From: "Alex Bennée" <alex.bennee@linaro.org>
To: Matthieu Moy <git@matthieu-moy.fr>
Cc: gitster@pobox.com, git@vger.kernel.org,
"Eric Sunshine" <sunshine@sunshineco.com>,
"Ævar Arnfjörð Bjarmason" <avarab@gmail.com>,
"Thomas Adam" <thomas@xteddy.org>
Subject: Re: [PATCH v3 1/3] send-email: add and use a local copy of Mail::Address
Date: Mon, 08 Jan 2018 11:56:15 +0000 [thread overview]
Message-ID: <87incco97k.fsf@linaro.org> (raw)

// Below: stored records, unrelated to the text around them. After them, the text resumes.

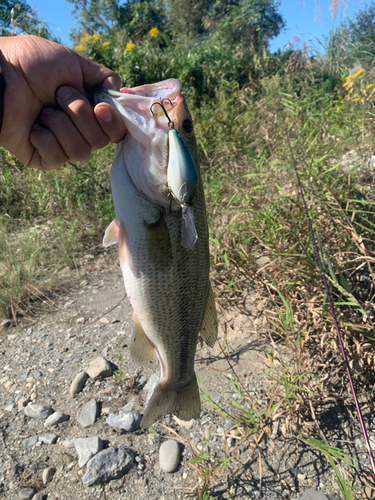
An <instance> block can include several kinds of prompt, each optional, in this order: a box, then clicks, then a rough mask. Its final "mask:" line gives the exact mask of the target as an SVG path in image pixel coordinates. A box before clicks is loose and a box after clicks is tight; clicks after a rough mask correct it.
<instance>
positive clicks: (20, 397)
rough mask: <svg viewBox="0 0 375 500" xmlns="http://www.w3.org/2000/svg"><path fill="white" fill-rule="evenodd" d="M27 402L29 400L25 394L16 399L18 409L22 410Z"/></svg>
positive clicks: (28, 401)
mask: <svg viewBox="0 0 375 500" xmlns="http://www.w3.org/2000/svg"><path fill="white" fill-rule="evenodd" d="M28 402H29V398H26V397H25V396H21V397H20V399H19V400H18V401H17V407H18V411H22V410H23V409H24V408H25V406H26V405H27V403H28Z"/></svg>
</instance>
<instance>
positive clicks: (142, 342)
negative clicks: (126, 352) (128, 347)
mask: <svg viewBox="0 0 375 500" xmlns="http://www.w3.org/2000/svg"><path fill="white" fill-rule="evenodd" d="M133 319H134V322H133V333H132V336H131V339H130V355H131V357H132V359H133V360H134V361H135V362H136V363H138V364H140V365H142V366H145V365H148V364H150V363H152V361H153V360H154V357H155V347H154V345H153V344H152V343H151V342H150V340H149V339H148V338H147V336H146V334H145V332H144V331H143V328H142V327H141V325H140V323H139V321H138V318H137V316H136V315H135V314H134V318H133Z"/></svg>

In-Reply-To: <1515407674-5233-1-git-send-email-git@matthieu-moy.fr>
Matthieu Moy <git@matthieu-moy.fr> writes:
> We used to have two versions of the email parsing code. Our
> parse_mailboxes (in Git.pm), and Mail::Address which we used if
> installed. Unfortunately, both versions have different sets of bugs, and
> changing the behavior of git depending on whether Mail::Address is
> installed was a bad idea.
>
> A first attempt to solve this was cc90750 (send-email: don't use
> Mail::Address, even if available, 2017-08-23), but it turns out our
> parse_mailboxes is too buggy for some uses. For example the lack of
> nested comments support breaks get_maintainer.pl in the Linux kernel
> tree:
>
> https://public-inbox.org/git/20171116154814.23785-1-alex.bennee@linaro.org/
>
> This patch goes the other way: use Mail::Address anyway, but have a
> local copy from CPAN as a fallback, when the system one is not
> available.
>
> The duplicated script is small (276 lines of code) and stable in time.

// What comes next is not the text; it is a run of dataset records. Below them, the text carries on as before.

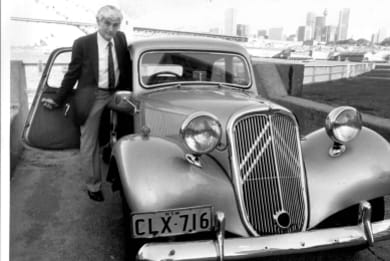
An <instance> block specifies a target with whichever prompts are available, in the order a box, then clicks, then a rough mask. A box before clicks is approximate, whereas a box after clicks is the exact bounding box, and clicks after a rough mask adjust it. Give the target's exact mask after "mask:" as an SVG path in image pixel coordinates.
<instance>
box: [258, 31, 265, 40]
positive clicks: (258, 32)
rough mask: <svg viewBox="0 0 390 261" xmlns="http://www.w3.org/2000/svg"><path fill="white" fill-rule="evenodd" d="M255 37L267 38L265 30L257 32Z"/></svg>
mask: <svg viewBox="0 0 390 261" xmlns="http://www.w3.org/2000/svg"><path fill="white" fill-rule="evenodd" d="M257 37H259V38H260V37H262V38H267V30H257Z"/></svg>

> Maintaining the local copy should not be an issue, and will certainly be
> less burden than maintaining our own parse_mailboxes.
>
> Another option would be to consider Mail::Address as a hard dependency,
> but it's easy enough to save the trouble of extra-dependency to the end
> user or packager.
>
> Signed-off-by: Matthieu Moy <git@matthieu-moy.fr>
Reviewed-by: Alex Bennée <alex.bennee@linaro.org>
> ---
> No change since v2.
>
> git-send-email.perl | 3 +-
> perl/Git/FromCPAN/Mail/Address.pm | 276 ++++++++++++++++++++++++++++++++++++++
> perl/Git/Mail/Address.pm | 24 ++++
> 3 files changed, 302 insertions(+), 1 deletion(-)

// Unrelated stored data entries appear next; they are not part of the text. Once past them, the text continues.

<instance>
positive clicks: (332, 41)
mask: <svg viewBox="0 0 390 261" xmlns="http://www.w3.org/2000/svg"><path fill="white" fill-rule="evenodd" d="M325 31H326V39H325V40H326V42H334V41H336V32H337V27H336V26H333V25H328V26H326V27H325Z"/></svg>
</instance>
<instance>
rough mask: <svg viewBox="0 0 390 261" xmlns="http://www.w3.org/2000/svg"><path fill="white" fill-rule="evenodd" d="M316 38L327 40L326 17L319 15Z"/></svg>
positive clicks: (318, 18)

> create mode 100644 perl/Git/FromCPAN/Mail/Address.pm
> create mode 100755 perl/Git/Mail/Address.pm
>
> diff --git a/git-send-email.perl b/git-send-email.perl
> index edcc6d3..340b5c8 100755
> --- a/git-send-email.perl
> +++ b/git-send-email.perl
> @@ -30,6 +30,7 @@ use Error qw(:try);
> use Cwd qw(abs_path cwd);
> use Git;
> use Git::I18N;
> +use Git::Mail::Address;
>
> Getopt::Long::Configure qw/ pass_through /;
>
> @@ -489,7 +490,7 @@ my ($repoauthor, $repocommitter);
> ($repocommitter) = Git::ident_person(@repo, 'committer');
>
> sub parse_address_line {
> - return Git::parse_mailboxes($_[0]);
> + return map { $_->format } Mail::Address->parse($_[0]);
> }
>
> sub split_addrs {
> diff --git a/perl/Git/FromCPAN/Mail/Address.pm b/perl/Git/FromCPAN/Mail/Address.pm
> new file mode 100644
> index 0000000..13b2ff7
> --- /dev/null
> +++ b/perl/Git/FromCPAN/Mail/Address.pm
> @@ -0,0 +1,276 @@
> +# Copyrights 1995-2017 by [Mark Overmeer <perl@overmeer.net>].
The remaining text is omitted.